Later works develop her familiar wide palette of colours, usually including purples. Some works are entirely abstract, others more figurative but in the same colour-filled style. Others stand out as very different.

Mind the Gap from 2004 has what looks like a large cut-away bit of earth so you can see what’s below ground, while the words ‘mind the gap’ are repeated and fall into a hole. Not Waving but Drowning of 1976 is a rather symbolic pencil drawing showing a small hand waving from behind a curtain in a house, which in front of it has a hedge and two fences. Green Belt of 1981 is a larger-than-normal work with a green bit in the middle, dividing many overlapping pencil-drawn houses.

Le Plongeur

There are also a few works inspired by a visit to Ayers Rock in Australia in the 1990s, including Tree Ancestors, a delicate screenprint of strange-faced creatures.

Geranium from 1980 is an identifiable plant, and Inkwells from 1983 uses what is now a flaking orange paint as the background colour, with three inkwells painted on. Other more abstract works feature brightly coloured shapes and swathes of colour, some in series like the Division series of 2007, or the large Rift from 2004. And it’s good to see Nancy’s still working, as the Poseidon’s Kingdom, with what look like watery bubbles, from 2015.

It’s a wide-ranging exhibition from an interesting and popular artist which shows the variety of her work from over the decades, in a pleasant, fresh-looking space which plans to show new exhibitions every three weeks.

The retrospective is the third exhibition at Deasil Art Gallery, a pleasant, clean-looking space on the ground floor of what was Oceans nightclub, and is now occupied by creative businesses,a design company and social media firm.

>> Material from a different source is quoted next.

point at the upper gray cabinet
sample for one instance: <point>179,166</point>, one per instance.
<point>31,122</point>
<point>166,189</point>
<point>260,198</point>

Deasil is run by Kate Livingston and Kate Bramwell, and the name Deasil apparently comes from the meaning of the direction of the sun’s movement clockwise, moving forward, to tie in with the Kates’ aim of being an Art Agency and displaying art in different venues across the Midlands – moving art forward. I look forward to hearing more from them, and seeing what other exhibitions they put on in the future.